Nichée dans les collines boisées du Trégor, cette chapelle votive de la fin du XVIe siècle dévoile un jubé en bois sculpté et une charpente lambrissée d'une rare élégance, témoins d'une foi populaire bretonne intacte.
Au cœur du pays de Belle-Isle-en-Terre, dans ce Trégor intérieur où les vallons se couvrent de chênes et de hêtres, la chapelle de Locmaria surgit comme une confidence de pierre. Petit édifice isolé, loin de l'agitation des bourgs, elle appartient à cette famille très bretonne des oratoires votifs érigés à la suite d'un miracle ou d'un vœu, ces lieux où la dévotion populaire s'est cristallisée en architecture durable. Sa silhouette composite, avec sa tourelle d'angle, ses clochetons et ses pignons finement découpés, annonce un bâtiment qui a grandi avec le temps et les ferveurs successives. Ce qui distingue Locmaria d'une simple chapelle rurale, c'est précisément cette richesse intérieure que l'on n'attend pas. Franchir le seuil, c'est découvrir une charpente lambrissée à chevrons apparents dont les teintes dorées du bois patiné créent une atmosphère de recueillement chaleureux. Surtout, un jubé en bois — élément désormais rarissime dans les chapelles de campagne — sépare la nef du chœur avec une solennité discrète, rappelant que ces espaces étaient autrefois strictement ordonnés entre le sacré et le profane. L'expérience de visite tient autant au monument lui-même qu'à son environnement. Ici, pas de foule, pas de panneau touristique intrusif : la chapelle s'offre dans un dénuement presque absolu, entourée de végétation, baignée d'une lumière filtrée selon les saisons. Le visiteur attentif prendra le temps de faire le tour extérieur pour apprécier le plan irrégulier de l'édifice, la dissymétrie du bas-côté tardif, les petits détails sculptés que les lichens ont colonisés avec une discrétion bienveillante. Locmaria s'inscrit dans un territoire riche en chapelles, calvaires et fontaines sacrées, caractéristique du catholicisme populaire breton. Pour qui parcourt les Côtes-d'Armor à la recherche de ces fragments d'identité celtique et chrétienne mêlés, elle constitue une étape incontournable — modeste dans ses dimensions, mais d'une densité historique et spirituelle que bien des monuments plus célèbres n'égalent pas.

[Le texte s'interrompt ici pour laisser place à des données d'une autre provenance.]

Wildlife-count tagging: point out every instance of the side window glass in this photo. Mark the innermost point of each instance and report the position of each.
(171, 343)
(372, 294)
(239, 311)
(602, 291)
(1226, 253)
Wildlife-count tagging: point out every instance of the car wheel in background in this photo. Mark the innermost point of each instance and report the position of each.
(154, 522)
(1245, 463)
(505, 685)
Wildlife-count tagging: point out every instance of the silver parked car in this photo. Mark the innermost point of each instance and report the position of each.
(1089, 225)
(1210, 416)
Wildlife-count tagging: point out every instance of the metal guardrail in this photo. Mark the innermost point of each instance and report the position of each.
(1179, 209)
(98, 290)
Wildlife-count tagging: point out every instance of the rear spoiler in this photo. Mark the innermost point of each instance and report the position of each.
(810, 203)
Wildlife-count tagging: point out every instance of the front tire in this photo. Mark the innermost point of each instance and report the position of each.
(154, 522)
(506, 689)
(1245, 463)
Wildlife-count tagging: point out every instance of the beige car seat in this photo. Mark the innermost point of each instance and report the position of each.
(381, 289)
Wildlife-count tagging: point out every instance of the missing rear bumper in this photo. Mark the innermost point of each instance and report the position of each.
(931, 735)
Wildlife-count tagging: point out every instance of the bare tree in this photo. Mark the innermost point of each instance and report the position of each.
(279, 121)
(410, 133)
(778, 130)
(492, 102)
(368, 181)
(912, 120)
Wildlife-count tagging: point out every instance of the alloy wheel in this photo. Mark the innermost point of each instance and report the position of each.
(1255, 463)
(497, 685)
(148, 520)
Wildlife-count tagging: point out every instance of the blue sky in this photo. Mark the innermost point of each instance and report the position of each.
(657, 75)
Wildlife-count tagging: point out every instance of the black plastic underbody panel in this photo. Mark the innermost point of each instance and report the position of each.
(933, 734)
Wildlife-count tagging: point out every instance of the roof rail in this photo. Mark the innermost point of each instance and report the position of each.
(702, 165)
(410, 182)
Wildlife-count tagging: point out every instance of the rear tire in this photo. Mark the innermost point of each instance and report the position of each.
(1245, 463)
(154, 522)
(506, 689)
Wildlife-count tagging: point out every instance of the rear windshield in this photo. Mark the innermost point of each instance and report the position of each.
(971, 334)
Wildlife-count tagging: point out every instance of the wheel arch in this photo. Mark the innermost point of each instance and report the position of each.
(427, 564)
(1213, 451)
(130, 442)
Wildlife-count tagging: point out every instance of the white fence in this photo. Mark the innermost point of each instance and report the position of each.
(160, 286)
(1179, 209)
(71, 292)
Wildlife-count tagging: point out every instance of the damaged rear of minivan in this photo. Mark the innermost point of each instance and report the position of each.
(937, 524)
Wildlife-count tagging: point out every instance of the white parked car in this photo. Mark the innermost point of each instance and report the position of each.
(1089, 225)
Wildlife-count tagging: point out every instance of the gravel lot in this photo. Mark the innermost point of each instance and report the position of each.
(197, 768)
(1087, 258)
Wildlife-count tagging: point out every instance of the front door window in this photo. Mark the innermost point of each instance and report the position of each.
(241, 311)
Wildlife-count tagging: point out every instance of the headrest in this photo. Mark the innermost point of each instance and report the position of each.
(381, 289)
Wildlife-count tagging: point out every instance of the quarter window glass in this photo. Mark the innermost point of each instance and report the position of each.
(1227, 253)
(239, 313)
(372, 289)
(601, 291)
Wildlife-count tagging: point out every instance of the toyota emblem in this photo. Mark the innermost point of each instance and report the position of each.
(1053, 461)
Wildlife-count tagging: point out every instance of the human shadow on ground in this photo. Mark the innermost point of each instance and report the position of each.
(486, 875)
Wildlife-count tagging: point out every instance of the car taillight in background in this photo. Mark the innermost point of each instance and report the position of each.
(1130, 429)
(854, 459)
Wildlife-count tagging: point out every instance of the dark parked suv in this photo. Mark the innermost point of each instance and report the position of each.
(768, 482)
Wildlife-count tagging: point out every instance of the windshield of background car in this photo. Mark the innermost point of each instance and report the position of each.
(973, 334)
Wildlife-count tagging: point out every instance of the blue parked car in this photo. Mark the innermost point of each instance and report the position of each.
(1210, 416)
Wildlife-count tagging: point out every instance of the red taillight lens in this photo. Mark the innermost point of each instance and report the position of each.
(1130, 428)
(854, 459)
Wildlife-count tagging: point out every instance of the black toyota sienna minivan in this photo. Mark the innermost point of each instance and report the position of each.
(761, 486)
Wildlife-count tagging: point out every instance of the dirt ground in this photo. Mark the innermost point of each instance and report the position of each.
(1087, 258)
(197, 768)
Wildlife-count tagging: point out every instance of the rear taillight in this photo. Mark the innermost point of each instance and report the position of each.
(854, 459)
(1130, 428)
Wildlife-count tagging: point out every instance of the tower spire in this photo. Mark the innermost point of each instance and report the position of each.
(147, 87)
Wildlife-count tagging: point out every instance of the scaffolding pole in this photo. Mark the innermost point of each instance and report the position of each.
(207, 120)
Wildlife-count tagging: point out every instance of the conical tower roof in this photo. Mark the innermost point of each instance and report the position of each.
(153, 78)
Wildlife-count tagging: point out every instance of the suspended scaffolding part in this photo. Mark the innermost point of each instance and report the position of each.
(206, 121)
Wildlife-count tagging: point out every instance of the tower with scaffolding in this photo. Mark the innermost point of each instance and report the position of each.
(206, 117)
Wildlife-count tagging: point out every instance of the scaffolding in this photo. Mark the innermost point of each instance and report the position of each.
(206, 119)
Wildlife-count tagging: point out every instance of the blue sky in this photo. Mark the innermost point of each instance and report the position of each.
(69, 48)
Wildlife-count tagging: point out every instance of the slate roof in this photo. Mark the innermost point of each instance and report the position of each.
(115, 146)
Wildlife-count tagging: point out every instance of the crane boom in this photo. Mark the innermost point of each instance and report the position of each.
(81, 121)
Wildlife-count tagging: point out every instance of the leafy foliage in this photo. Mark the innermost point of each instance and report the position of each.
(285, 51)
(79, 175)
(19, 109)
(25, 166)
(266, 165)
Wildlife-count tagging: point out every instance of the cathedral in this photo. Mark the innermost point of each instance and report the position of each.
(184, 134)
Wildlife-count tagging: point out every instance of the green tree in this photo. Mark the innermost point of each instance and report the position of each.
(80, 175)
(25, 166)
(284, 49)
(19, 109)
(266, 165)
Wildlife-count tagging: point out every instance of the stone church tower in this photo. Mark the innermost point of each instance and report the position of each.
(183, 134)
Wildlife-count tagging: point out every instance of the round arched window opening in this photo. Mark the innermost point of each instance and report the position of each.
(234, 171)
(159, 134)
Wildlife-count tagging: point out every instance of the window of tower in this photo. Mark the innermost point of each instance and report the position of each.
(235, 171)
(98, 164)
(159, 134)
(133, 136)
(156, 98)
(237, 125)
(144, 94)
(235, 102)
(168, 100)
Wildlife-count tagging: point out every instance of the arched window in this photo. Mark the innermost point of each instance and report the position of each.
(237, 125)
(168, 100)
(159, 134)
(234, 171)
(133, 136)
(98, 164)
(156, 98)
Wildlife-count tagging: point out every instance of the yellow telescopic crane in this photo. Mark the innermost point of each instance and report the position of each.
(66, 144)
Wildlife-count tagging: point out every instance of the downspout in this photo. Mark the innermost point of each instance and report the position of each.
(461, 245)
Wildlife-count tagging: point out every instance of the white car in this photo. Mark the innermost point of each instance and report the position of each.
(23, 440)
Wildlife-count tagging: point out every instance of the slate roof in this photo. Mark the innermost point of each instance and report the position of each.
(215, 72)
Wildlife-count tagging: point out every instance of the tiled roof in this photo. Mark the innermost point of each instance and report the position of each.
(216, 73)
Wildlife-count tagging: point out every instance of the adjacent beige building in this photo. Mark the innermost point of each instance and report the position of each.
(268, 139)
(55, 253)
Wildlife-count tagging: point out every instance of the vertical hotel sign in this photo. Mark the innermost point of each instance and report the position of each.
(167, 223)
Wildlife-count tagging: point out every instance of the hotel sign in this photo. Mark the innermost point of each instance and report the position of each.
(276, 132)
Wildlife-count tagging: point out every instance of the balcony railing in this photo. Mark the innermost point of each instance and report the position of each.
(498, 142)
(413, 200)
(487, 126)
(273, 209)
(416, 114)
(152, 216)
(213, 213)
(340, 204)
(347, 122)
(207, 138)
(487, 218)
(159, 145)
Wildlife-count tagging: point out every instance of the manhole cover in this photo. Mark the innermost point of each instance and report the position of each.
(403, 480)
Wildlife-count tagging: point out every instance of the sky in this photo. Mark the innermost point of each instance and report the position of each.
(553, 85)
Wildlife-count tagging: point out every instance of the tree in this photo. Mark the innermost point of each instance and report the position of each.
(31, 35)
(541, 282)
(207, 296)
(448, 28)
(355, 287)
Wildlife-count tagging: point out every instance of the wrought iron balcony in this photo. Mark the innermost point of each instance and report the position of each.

La chapelle de Locmaria appartient au registre de l'architecture religieuse populaire bretonne de la fin de la Renaissance, caractérisée par un goût prononcé pour les effets décoratifs verticaux. L'extérieur présente une silhouette animée par une tourelle d'angle, des clochetons et des pignons à crossettes ou à rampants ornés, éléments typiques du vocabulaire gothique flamboyant tardif tel qu'il a perduré dans les campagnes armoricaines bien après son déclin dans les grandes villes. Le plan irrégulier, conséquence des adjonctions successives, donne à l'édifice ce charme composite si caractéristique des chapelles de dévotion : un corps principal auquel s'accroche un bas-côté dont la toiture en appentis rompt agréablement la ligne du faîtage. Les matériaux employés sont ceux de la construction locale : le granite gris bleuté du pays de Guingamp, résistant et noble, taillé avec soin pour les éléments d'apparat et utilisé plus grossièrement pour le remplissage des murs. La toiture, vraisemblablement en ardoise d'Angers ou de Quimperlé selon la tradition régionale, contribue à l'harmonie chromatique sobre de l'ensemble. L'intérieur constitue le véritable trésor de Locmaria. La charpente lambrissée à chevrons apparents, dont les bois ont pris avec les siècles une patine chaude, structure visuellement la nef d'une manière à la fois rustique et élégante. Le jubé en bois est l'élément le plus remarquable : cette cloison ajourée, percée d'une porte centrale et surmontée d'une poutre de gloire, séparait autrefois le chœur réservé au clergé de la nef dévolue aux fidèles. Très peu de jubés ont survécu dans les petites chapelles rurales — la plupart ayant été démantelés aux XVIIIe et XIXe siècles — ce qui confère à celui de Locmaria une valeur documentaire et artistique exceptionnelle.